As such, Raiffeisen’s CEO sees lots of potential for growth in retail banking. There is still a significant percentage of the individual population outside of the banking system or only partially engaged with banks: just 52 per cent of Kosovo adults have a bank account. The rates in neighboring countries such as Serbia (71 per cent) and North Macedonia (77 per cent) are much higher. “There is also room for significant growth with existing customers,” he says, “and all regional comparisons show that Kosovo lags behind on product ownership and usage.”
One specific area which Mr Wright feels is dramatically under-developed is the residential mortgage market. The total loan portfolio in Kosovo is around 100 million euros compared to 600 million euros in North Macedonia which has similar size population. Montenegro, with a population of just 600,000, has a mortgage portfolio of 1.5 billion euros.
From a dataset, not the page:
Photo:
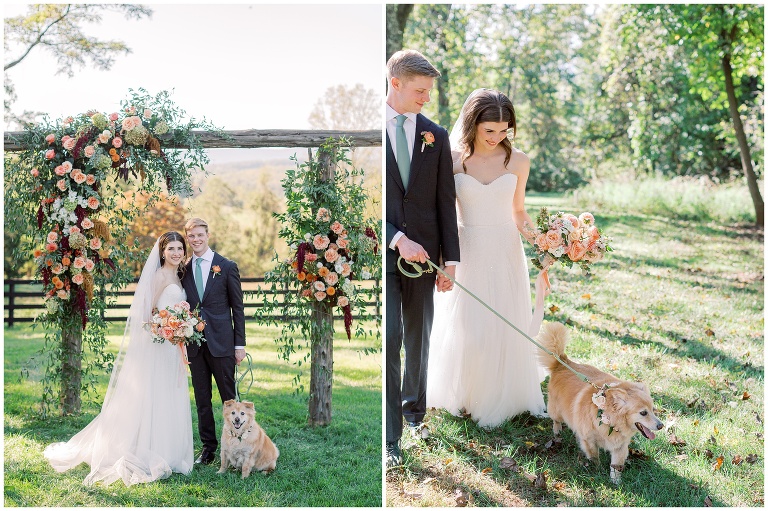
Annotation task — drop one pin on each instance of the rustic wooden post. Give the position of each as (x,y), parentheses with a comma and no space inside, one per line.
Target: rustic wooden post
(321,378)
(71,361)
Wright believes that while Kosovo banks love to issue mortgages and will lend up to 95 per cent of the property value, “it is other issues on the demand side that limit the market such as property prices, reliability of title and low public sector salaries which severely limit the amount a potential home owner can borrow.”
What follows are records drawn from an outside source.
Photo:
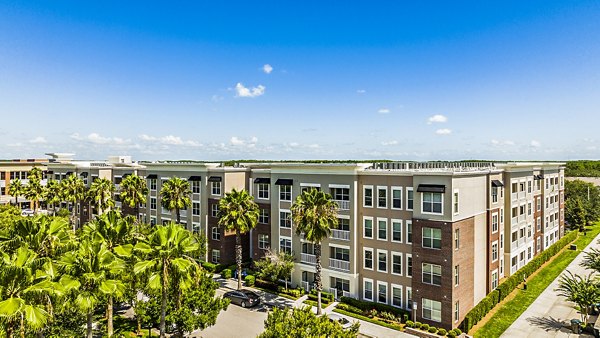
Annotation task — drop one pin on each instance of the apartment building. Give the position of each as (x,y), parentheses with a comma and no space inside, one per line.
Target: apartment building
(433,238)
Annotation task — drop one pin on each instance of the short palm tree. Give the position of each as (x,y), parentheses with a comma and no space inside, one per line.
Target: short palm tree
(133,192)
(101,194)
(238,212)
(169,260)
(315,213)
(175,195)
(16,189)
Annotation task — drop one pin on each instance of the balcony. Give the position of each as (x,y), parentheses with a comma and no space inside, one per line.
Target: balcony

Raiffeisen is the largest bank in Kosovo with a market share of around 22 per cent of loans and deposits. It also has the most branches (46) and ATMs (115). However, Mr Wright is keen to point out that market share is not a key target: “We gain market share as a consequence of delivering on other key targets such as the quality of our customer service, the relevance of our products and services and the footprint of our distribution network,” he says.”
Private sector finance
While the private sector has certainly moved forward in the 11 years since Kosovo independence, it still has some way to go to be on a par with its regional neighbours.
“The saturation and concentration of industries can be a problem where competitors simply have price driven propositions in over-supplied markets with no clear sustainable competitive advantage. Construction, petrol retailers, and supermarkets are good examples of this,” says Mr Wright.
“The banking market is often accused of not providing access to funding but I can assure you we are all keen to expand and diversify our loan portfolios. Ten banks and 12 MFIs are competing in a relatively small market and we need to maximise its full potential. However, our ability to improve access to funding is often limited due to a number of factors, including a lack of transparency from potential business clients – for example no audited accounts and obvious tax evasion, late entrants into saturated markets, no equity investment, no clear sustainable business plans with value-creating competitive advantages and salary payments made in cash which limit the borrowing ability of employees,” concludes Mr Wright.